Oil conflicts in Nigeria today
While much of the recent media and political interest in Nigeria has been focused on Boko Haram and its dealings in the north, there is in fact a massive ongoing conflict in the oil-rich states of the south that has been transpiring since the early 1990s. It first arose due to tensions between minority ethnic groups and foreign oil companies and has escalated into widespread regional militarization over the past few decades.
The region has a history of ethnic conflict, notably the Biafran War of the late 1960s in which the southeastern states, known collectively as Biafra and comprised of the Igbo people, seceded from Nigeria in an effort to form an independent state. Today, however, the catalysts for the continued conflict are more diverse and include factors across a wide spectrum of traditional conflict drivers.
An article by Stakeholder Democracy, a non-profit that works to support those impacted by extractive industries and weak governance through community-based empowerment, divides the Niger Delta conflict drivers into five categories: political, social, economic, historical and environmental. The majority of the article is focused on political and economic factors, however it does not note which conflict drivers are most significant and instrumental.
According to the article, the political drivers of conflict are rooted predominantly in the legacy of military rule and the armed mobilization of youth since the early 2000s. In the run up to the 2003 elections, and again in 2007, young people in the Niger Delta states took up arms in order to influence elections, and they have yet to demilitarize. The article stresses the need to address the corrupt patrimonial system and the monopoly of violence present in the Niger Delta if the region is ever to see lasting peace.

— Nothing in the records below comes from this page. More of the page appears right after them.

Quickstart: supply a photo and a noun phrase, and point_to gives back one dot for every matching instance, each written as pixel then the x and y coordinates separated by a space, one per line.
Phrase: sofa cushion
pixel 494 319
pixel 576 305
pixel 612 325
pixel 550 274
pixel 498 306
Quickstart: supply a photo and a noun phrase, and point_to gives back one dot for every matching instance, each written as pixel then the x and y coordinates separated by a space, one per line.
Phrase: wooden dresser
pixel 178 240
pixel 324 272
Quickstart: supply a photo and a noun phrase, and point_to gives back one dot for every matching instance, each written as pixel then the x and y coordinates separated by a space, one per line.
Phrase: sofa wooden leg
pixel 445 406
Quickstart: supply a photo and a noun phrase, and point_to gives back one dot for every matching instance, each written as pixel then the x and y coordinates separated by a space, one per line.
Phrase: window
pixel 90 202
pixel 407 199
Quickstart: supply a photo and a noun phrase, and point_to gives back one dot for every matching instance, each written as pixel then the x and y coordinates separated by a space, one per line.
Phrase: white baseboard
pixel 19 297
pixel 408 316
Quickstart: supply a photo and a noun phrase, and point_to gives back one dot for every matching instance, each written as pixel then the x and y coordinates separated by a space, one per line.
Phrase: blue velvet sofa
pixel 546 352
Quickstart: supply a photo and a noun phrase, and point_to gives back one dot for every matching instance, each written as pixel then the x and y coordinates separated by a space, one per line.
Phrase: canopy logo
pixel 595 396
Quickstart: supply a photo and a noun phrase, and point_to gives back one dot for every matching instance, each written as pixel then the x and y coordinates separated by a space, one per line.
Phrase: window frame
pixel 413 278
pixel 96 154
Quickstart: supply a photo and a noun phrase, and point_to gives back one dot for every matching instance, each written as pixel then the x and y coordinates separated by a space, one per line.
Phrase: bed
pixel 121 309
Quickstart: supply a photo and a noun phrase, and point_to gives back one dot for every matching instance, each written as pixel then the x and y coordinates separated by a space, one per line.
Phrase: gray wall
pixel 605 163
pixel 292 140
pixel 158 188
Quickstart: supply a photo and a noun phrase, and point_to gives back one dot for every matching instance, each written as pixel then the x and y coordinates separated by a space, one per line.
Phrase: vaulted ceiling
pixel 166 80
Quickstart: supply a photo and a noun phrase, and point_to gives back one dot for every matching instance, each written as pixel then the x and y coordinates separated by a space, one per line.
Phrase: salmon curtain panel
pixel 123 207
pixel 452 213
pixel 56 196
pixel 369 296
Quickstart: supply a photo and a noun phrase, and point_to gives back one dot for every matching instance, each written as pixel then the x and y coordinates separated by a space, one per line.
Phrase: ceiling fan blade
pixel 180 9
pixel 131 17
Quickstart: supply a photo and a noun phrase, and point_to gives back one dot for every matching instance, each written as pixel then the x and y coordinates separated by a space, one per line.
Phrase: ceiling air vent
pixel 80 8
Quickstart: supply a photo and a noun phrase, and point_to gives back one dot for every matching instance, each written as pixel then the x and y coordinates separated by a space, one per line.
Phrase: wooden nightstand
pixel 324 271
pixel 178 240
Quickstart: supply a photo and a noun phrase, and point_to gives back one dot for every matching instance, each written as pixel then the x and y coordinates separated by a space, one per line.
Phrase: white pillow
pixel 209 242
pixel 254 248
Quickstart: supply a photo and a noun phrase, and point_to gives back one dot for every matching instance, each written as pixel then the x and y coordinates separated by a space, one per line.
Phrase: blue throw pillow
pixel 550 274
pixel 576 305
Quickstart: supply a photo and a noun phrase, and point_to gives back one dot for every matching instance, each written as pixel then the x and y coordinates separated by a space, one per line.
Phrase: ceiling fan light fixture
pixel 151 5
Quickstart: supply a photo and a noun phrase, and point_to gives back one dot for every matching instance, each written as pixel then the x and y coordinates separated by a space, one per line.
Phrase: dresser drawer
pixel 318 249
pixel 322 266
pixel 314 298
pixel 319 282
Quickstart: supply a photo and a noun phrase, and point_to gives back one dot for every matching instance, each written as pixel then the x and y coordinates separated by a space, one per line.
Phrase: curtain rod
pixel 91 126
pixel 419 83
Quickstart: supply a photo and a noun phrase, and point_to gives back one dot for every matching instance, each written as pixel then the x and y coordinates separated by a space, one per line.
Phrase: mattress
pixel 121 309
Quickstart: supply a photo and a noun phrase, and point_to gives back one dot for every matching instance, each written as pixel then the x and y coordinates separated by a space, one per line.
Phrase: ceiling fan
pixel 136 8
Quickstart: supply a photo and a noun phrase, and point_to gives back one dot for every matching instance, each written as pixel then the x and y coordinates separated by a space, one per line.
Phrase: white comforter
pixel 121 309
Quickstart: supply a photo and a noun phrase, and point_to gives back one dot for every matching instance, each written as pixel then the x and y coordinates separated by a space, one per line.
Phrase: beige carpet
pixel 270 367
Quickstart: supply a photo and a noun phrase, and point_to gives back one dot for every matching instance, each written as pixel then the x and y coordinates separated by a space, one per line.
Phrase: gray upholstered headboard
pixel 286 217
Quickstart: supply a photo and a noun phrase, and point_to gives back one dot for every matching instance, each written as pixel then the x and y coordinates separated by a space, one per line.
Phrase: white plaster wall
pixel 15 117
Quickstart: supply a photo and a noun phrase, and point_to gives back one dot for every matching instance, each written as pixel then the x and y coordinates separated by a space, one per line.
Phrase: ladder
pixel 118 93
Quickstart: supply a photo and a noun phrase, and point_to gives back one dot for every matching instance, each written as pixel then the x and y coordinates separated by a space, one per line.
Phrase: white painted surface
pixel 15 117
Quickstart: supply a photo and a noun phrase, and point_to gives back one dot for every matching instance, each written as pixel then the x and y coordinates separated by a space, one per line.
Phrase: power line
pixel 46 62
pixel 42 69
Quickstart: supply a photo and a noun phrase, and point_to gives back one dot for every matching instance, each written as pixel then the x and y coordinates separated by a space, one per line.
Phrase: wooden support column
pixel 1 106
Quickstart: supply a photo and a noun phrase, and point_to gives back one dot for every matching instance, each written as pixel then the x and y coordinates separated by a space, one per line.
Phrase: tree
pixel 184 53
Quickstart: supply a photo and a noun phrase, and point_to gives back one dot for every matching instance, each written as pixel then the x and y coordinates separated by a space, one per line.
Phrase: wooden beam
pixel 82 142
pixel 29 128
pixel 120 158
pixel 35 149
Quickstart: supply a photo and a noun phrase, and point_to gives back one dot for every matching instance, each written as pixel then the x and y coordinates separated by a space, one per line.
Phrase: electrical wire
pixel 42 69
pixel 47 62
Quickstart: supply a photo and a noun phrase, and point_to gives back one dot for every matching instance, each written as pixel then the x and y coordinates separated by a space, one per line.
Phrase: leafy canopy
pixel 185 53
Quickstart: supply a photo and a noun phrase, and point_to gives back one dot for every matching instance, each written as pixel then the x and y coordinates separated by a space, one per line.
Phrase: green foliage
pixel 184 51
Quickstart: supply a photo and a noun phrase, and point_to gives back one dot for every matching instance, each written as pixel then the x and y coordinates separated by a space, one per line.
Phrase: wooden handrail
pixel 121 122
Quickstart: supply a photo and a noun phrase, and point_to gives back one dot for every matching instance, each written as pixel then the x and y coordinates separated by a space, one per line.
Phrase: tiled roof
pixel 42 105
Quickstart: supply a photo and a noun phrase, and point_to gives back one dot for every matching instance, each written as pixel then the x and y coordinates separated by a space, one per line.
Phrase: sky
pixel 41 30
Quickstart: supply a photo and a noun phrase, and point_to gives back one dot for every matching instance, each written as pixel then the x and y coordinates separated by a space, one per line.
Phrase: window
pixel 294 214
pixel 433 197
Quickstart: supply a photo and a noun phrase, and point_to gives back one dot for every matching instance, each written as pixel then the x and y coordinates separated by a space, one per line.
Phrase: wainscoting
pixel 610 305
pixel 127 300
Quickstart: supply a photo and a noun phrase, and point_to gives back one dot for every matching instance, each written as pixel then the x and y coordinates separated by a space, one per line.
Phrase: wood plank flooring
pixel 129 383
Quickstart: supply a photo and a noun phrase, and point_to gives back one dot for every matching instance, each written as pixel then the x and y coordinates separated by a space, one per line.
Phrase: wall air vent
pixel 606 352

The article also argues that social disintegration and the fueling of intra-communal conflicts by oil companies are two of the greatest social drivers of conflict. It contends that politicians and militia leaders manipulate communities and “thus further reinforce the disenfranchisement of the Niger Delta society.” Historical conflict drivers, according to the article, trace their roots back to 1967 when the Niger Delta people first revolted against the Nigerian military government.
In terms of the economy, the article focuses on corruption, impunity and the illegal economy. Over 90% of Nigeria’s revenue is from oil, and thus the diversification of the economy has the potential to be one of the main solutions to the conflict, in the same way that it is one of the main catalysts of the conflict. There is vast wealth available in the oil economy, and those benefitting from its domination are opposed to economic diversification because of the potential loss of income. However on a national scale, the country will likely continue to lose money in the future if it does not find viable economic alternatives.
Finally, environmental drivers of conflict permeate the Niger Delta. Gas flares and oil spills have permanently impacted the environment and made it nearly impossible for people to engage in traditional livelihoods such as fishing and farming. The decrease in subsistence living is producing idle youth who are often incentivized to join armed militias which only perpetuates the regional conflict.
Niger Delta communities continue to demand equality in the social, economic and political spheres. However if peace is to be achieved, a holistic and inclusive shift in Nigerian politics and its engagement with oil companies is needed. Hopefully this will serve to “rebalance the asymmetry of negotiating power” and ensure that Niger Delta communities are adequately represented and compensated in the future.